I was delighted the other day to be approached by the person responsible for a local government procurement exercise in which I had expressed an interest, to enquire why I hadn’t submitted a proposal. She was somewhat horrified when I explained that the tender requirements were biased rather heavily against small businesses such as mine. And she asked how the procurement process could have been improved. So here are my top five tips for small-business-friendly procurement.

1. Be reasonable in what you ask

Developing new business is a key part of being a consultant. And nobody begrudges the time spent putting together a proposal for a potential client. As long as what you are looking for is reasonable, relevant and proportionate to the size of the opportunity.

By all means, ask for information about my company and how I would approach the task in hand. I’ll happily give you examples of work I’ve done before and provide you with references. I’ll even prepare a project risk assessment, if that’s what floats your boat.

But if I’m bidding for a piece of work that’s worth, say, ten thousand pounds, I really can’t afford to spend more than a couple of days putting my proposal together. If it sounds like it’s going to take me all week to put together, I may well have to give it a miss.

2. Allow us to showcase what we can do – but don’t go too far

One of the great things about smaller providers is the ideas that we bring to the table. We’re not bound by the standard approaches used by the bigger firms, so we can respond creatively and flexibly to your requirements.

But you need to let us. So rather than setting out in detail what you would like the successful supplier to do and how you want them to do the work, explain what the problem is and ask us how we’d go about solving it.

After all, if you already know what you want done and how you want it done, you don’t need a consultant – you need a temp.
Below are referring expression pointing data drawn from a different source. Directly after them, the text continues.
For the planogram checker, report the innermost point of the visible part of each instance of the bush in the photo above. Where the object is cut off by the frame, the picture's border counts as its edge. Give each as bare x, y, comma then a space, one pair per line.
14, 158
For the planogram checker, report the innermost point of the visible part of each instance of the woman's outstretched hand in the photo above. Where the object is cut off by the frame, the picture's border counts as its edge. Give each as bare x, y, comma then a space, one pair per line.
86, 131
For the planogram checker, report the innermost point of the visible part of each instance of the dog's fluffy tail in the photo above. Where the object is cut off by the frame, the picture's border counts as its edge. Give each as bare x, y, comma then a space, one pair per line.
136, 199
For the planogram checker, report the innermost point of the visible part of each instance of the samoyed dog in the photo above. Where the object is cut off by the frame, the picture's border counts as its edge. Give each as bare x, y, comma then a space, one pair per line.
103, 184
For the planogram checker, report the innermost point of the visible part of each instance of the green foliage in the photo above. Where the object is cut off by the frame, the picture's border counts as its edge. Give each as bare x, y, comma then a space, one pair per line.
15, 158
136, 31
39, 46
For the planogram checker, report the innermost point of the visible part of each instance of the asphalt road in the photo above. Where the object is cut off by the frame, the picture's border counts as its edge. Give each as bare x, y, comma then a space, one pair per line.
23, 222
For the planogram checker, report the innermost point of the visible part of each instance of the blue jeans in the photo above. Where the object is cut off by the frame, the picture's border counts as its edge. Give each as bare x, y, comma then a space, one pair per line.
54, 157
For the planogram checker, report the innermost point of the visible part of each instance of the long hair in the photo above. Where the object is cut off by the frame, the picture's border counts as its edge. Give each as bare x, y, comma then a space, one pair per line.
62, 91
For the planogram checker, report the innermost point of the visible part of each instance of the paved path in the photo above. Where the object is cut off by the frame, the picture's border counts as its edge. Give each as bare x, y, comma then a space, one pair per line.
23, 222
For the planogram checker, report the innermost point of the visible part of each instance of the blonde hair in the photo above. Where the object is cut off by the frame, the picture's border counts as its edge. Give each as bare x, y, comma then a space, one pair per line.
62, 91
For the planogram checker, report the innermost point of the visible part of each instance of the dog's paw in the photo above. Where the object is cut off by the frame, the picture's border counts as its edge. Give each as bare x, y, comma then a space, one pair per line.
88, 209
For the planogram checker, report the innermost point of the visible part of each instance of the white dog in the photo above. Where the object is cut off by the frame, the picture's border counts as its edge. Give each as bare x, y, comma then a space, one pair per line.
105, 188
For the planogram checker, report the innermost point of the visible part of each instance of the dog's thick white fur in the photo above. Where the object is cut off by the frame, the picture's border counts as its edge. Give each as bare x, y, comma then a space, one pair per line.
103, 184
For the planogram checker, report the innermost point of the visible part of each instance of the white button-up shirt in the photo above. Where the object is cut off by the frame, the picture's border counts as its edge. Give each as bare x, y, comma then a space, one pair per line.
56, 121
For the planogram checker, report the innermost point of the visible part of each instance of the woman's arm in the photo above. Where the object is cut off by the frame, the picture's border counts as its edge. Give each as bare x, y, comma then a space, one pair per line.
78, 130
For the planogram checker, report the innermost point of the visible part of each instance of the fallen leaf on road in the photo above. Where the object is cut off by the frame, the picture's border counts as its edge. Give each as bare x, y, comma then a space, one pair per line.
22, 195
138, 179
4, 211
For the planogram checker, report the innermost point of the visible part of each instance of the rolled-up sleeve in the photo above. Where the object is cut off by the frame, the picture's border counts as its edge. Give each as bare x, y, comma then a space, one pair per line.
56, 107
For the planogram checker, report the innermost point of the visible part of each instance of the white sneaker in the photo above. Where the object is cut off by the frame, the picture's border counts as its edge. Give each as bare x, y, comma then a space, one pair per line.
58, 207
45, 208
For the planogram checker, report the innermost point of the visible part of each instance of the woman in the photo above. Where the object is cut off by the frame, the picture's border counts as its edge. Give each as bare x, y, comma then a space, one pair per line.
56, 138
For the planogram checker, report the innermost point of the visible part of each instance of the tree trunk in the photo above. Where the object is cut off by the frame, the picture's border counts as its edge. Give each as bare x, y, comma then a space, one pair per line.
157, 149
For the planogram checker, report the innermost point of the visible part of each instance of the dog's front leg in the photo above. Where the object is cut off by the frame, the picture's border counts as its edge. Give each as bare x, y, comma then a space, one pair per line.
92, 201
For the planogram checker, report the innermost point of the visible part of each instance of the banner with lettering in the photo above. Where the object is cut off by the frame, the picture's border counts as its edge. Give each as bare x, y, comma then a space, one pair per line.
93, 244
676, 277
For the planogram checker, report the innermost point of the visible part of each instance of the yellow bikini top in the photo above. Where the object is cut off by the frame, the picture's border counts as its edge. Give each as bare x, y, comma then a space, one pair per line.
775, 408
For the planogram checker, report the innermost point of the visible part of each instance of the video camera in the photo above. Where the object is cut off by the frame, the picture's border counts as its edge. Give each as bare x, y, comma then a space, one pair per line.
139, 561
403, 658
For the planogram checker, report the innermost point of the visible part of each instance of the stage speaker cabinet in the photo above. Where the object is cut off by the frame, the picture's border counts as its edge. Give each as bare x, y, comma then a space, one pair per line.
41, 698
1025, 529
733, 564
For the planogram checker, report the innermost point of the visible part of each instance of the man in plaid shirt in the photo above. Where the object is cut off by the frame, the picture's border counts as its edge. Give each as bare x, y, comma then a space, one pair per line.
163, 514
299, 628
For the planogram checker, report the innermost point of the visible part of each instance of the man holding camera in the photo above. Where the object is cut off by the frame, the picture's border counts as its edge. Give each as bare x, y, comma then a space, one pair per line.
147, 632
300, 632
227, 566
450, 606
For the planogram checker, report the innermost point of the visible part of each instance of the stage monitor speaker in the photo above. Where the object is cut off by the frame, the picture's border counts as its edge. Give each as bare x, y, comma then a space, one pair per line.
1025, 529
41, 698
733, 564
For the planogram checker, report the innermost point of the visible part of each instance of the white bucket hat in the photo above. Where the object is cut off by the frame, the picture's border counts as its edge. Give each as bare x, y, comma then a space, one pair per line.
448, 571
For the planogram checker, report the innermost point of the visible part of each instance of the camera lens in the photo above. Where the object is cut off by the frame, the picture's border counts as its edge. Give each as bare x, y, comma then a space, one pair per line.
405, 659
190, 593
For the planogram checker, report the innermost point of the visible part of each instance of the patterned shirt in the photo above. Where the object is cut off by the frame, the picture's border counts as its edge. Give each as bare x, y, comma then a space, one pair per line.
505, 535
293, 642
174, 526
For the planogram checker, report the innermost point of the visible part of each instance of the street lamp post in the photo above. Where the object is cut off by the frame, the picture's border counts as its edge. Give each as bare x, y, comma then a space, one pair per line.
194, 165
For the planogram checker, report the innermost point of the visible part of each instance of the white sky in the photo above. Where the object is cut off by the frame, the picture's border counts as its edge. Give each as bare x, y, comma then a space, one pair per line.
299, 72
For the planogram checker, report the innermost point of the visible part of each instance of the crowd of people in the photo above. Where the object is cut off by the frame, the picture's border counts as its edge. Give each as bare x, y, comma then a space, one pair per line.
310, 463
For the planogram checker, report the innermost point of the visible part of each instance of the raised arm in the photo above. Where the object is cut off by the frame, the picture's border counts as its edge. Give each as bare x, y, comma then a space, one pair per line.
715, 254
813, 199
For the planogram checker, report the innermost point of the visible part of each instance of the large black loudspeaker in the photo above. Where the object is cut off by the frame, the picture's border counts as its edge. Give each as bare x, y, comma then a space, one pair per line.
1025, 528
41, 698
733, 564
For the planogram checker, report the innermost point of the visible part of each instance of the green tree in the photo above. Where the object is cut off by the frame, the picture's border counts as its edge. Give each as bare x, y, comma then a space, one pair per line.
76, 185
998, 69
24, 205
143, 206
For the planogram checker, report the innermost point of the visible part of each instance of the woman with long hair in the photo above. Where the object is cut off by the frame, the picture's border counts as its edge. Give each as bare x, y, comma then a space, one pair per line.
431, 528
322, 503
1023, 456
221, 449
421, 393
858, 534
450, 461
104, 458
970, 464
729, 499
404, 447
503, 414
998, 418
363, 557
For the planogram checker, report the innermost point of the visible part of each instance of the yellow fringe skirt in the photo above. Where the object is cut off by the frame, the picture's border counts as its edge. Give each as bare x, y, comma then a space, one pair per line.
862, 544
Don’t get cheeky, though, and ask so much of us that we practically have to do the work in order to put together our proposal. If you want me to explain how I’d go about doing a quality assurance review of your reports, for example, that’s fine. But I’m most certainly not going to do the first one for free as part of the bidding process.

3. Be realistic about the experience that we have

I understand that the project you’re going out to tender for is incredibly important to you. And you want to find the right person or organisation to help you drive it forward.

But if you demand that potential bidders have experience of doing the exact same thing somewhere else (preferably several times), you’re really going to limit the pool of people from which you can draw.

Rather than say exactly what experience you want potential providers to have, set out simply what skills or knowledge are requried. And then let us demonstrate that we are able to bring them to the table.

4. Get real about insurance cover

Any decent consultant or consultancy firm has the proper insurance arrangements in place. And we have no problem at all with providing you with details of the insurances that we have or sending you a copy of our cover note.

But please be realistic about the level of insurance cover you ask for. Don’t just use whatever is included on the template you got from your procurement team.

As a small business, I carry £1 million of public liability cover. This is fairly standard for a business like mine. I also carry professional indemnity cover of £1 million, which is far more than would usually be expected for a company of my size. But I work on some fairly large projects and this is the most my insurer will cover me for.

If you ask for professional indemnity and public liability cover of, say, £5 million, there’s absolutely no way I can comply. No problem for a bigger firm, of course, but a deal-breaker for me. And if the project is a six week assignment with a value of £15,000, then I’d argue that you’re also being a little unreasonable.

It’s also worth noting that as the sole director of the company, owning 50% or more of the company’s share capital and with no employees other than myself, I’m not required to have employer’s liability insurance.

5. If you’re open to working with smaller providers, say so!

Finally, if you’re open to the idea of working with smaller organisations, please consider making this clear in your request for proposals.

Putting together a bid is a fraught enough process as it is, with all-too-many procuring organisations just going through the motions, usually because they already know who they’re going to go with.

And knowing that I’m going to be bidding against larger, more established firms makes it more nerve-wracking still. (Although, if I may take a moment to boast, I have a pretty good track record as a giant killer.)

Knowing, however, that the procuring organisation is actually hoping to hear from organisations like mine gives me a massive boost. And galvanises me to put together the very best – and most competitive – proposal that I can.

So if you are running a procurement exercise and you’d like to look beyond the ‘usual suspects’, please think about how you could make it more suitable for smaller providers. Because small is beautiful. It is more responsive to your needs. And it is often better, too.